So today's post is more therapeutic for me than anything. Today is National Autism Awareness Day and that is such a great thing. I have a 5 year old brother who is affected by autism and I love that attention is finally being brought to the disease. Today started out pretty well, my husband wanted more than anything to go out on our boat fishing so like a little kid he woke me up bright and early raring to go. We went out for a few hours and didn't catch a thing, not even a bite. That's ok though because I knew he had fun. When we got back home I turned on the tv to notice that a special on autism was on and I definitely wanted to watch it. Today is about education and awareness after all and I am always looking for more information on the very thing that so deeply affects my little brothers life. After watching this show I found myself just that, totally aware. Aware to the fact that I have been so blind as to how much my brother is actually affected. Aware that he is so much worse than many other children labeled with autism. I found myself at one point saying to my husband, "gee, I wish James were as far along as this little boy". The majority of the show focused on the little boy when he was around ages 2 and 3. My little brother is nearly 5 and a half and he is much worse than this little boy at the age of 3. At least this child is verbal and you can communicate. How is it that they are focusing on the little boy and having him be the depiction of "autism"? I fear that people will see this special and think that autism isn't that bad because in my eyes this boy seems fairly normal. I find myself wondering how my brother will end up. How will he develop so that he can lead a somewhat normal life. I have been aware of the disease for a while now yet so unaware of the severity to which my brother is affected. Today is the first day I actually sat and cried thinking about my brothers future. I just sat there and cried, no, sobbed.

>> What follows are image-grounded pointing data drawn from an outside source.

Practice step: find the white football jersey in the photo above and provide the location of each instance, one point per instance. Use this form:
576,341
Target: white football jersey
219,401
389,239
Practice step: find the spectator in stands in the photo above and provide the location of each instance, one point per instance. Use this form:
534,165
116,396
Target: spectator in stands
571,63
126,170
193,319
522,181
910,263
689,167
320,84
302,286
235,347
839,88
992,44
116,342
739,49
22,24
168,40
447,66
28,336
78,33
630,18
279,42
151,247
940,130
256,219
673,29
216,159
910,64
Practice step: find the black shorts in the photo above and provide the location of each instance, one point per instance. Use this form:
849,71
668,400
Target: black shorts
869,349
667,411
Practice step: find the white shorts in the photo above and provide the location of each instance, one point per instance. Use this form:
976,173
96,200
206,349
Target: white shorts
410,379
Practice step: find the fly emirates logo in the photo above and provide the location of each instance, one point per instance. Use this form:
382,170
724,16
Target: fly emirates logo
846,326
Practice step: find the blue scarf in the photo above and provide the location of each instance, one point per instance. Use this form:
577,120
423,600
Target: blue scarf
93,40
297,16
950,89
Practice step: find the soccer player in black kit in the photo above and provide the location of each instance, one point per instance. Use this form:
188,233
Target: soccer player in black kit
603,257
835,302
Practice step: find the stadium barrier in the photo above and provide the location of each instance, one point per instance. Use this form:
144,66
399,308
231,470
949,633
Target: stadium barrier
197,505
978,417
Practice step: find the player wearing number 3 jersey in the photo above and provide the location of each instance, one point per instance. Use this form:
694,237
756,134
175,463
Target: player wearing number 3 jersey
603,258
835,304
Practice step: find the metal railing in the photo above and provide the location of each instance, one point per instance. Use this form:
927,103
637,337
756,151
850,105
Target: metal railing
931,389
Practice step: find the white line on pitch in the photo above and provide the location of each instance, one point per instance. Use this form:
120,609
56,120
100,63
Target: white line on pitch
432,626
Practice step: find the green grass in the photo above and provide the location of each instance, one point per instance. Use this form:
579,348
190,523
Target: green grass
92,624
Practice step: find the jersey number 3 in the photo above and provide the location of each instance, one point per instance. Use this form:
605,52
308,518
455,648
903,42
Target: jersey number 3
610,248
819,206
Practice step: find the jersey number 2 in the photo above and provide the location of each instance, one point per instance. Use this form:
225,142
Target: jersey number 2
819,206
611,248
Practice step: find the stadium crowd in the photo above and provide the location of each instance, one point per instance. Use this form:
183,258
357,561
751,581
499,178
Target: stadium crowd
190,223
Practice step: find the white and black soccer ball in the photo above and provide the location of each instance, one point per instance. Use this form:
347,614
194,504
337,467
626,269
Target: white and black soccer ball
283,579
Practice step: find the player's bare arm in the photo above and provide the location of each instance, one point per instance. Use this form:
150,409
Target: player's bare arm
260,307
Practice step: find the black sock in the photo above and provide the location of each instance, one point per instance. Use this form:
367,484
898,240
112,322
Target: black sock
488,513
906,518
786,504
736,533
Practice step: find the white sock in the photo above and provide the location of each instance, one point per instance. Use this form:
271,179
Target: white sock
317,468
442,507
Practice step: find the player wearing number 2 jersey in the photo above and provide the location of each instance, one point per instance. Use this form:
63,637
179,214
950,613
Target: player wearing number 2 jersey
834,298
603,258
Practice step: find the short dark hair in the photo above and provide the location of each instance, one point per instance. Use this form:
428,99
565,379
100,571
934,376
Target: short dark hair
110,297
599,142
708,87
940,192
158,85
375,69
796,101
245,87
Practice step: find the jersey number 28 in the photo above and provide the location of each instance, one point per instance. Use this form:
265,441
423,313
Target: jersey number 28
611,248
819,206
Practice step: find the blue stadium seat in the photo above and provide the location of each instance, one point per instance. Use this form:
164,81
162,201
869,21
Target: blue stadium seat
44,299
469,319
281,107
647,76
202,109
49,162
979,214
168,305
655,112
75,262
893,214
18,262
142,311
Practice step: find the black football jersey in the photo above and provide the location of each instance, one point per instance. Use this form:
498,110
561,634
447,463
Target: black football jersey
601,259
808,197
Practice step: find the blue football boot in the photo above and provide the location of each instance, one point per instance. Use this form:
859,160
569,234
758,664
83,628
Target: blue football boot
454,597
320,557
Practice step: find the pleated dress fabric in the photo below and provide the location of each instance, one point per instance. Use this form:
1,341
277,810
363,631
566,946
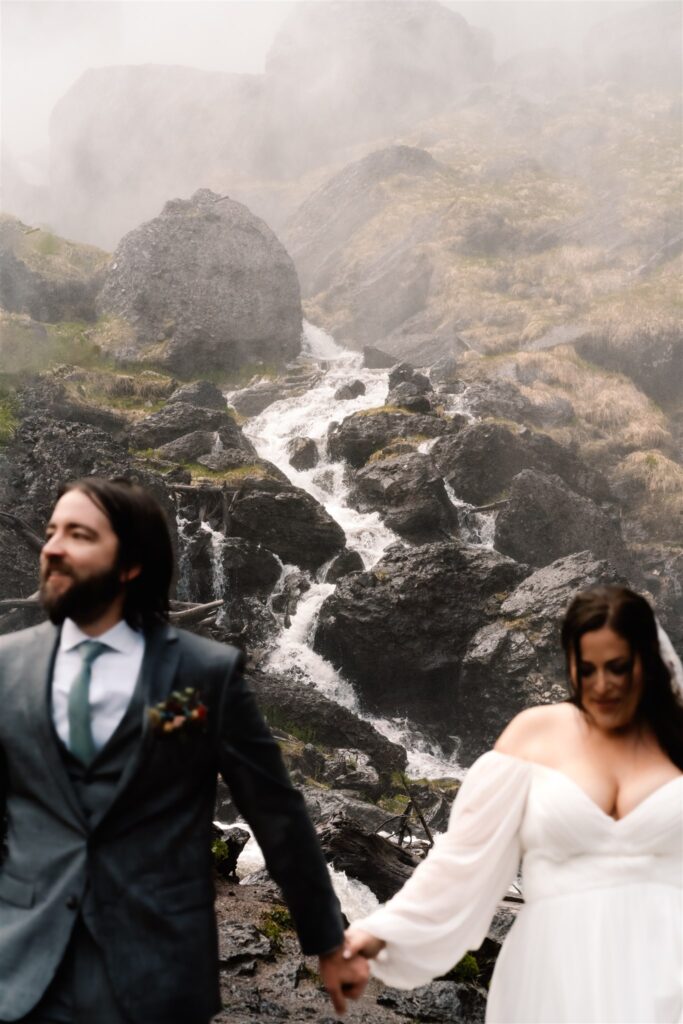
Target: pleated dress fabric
600,937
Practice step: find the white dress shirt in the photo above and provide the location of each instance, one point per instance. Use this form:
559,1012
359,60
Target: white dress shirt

On the other hand I do see the progress he is making and what he could become. He is so lucky to have my mother and step father there fighting for him. They work tirelessly everyday to get him the help he needs. Speech, OT, play therapy, swim therapy, or whatever else might work for him. I see my mother completely consumed everyday my his disease, consumed by research, treatment and just trying to manage day to day life. I don't know where he would be today without her there fighting for him every minute of everyday. She is truly an angel and I don't know how she manages to do what she does but she is a miracle worker.
April is National Autism Awareness Month and I urge everyone to get educated on this disease because it is so much on the rise. Next time you are out and you see a child misbehaving and you think to yourself, "what a brat, why can't they get their child under control?"... I want you to stop and think, maybe that child isn't a brat, maybe there is more there than I can see. You never know what the circumstances are and why that child is acting out. That child could be acting out because they are autistic and something very simple set them off. It could be that something is out of place, they don't like the color of the walls, or one of my brother triggers... Babies with pacifiers in their mouths.

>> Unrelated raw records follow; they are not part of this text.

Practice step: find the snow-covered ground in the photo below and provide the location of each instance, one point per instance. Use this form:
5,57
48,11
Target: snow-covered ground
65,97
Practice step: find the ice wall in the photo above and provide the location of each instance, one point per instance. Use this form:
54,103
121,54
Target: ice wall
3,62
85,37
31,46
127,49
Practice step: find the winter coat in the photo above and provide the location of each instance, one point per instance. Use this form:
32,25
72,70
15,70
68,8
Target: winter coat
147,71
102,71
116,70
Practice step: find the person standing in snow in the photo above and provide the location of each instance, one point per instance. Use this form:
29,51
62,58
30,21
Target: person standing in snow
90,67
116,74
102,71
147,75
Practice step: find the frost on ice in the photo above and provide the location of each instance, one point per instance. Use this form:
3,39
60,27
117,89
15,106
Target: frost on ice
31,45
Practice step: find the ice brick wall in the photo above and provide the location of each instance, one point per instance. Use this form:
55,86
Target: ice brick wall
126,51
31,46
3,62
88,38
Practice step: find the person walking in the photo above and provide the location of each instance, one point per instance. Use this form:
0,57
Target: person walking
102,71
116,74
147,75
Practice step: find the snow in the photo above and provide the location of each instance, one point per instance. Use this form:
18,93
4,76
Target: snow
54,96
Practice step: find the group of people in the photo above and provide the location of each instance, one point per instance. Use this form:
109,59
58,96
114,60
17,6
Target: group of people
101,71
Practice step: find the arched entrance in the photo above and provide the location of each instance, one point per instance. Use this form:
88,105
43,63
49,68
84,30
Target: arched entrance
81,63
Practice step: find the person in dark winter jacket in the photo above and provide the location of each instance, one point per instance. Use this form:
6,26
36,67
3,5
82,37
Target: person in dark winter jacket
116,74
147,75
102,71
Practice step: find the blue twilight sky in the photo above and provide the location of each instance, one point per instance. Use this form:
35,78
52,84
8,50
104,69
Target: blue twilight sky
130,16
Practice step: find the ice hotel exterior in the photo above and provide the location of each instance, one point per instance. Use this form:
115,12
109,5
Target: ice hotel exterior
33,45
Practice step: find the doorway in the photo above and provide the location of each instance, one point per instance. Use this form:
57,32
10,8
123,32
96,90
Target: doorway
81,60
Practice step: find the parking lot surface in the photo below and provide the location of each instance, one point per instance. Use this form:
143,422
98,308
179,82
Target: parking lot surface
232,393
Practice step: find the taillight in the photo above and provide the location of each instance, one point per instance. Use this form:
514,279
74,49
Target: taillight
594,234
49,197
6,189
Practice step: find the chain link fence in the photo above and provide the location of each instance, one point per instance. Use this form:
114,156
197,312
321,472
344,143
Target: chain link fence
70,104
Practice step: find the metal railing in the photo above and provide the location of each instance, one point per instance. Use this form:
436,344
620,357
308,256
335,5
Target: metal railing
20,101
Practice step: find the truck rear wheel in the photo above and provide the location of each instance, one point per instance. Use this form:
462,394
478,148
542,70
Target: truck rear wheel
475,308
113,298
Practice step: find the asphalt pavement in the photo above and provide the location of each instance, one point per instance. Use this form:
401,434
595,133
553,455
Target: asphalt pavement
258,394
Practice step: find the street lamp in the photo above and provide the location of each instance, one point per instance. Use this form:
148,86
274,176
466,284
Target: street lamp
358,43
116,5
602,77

So what's next? I pick myself up, put on my blue shirt in support of autism awareness day and move on with the day. You have to keep moving on and forward and pray. I pray that my mother and step father continue to have the strength to keep fighting and I pray that my brother will start to progress more. I pray for a treatment for this disease. I pray for the families so deeply affected by autism, and esspecially the ones effected even more so than mine because there are children that are much worse than my brother. Tomorrow is a new day and another opportunity for advances to be made.
I love my brother more than life and he is truly a blessing to our family!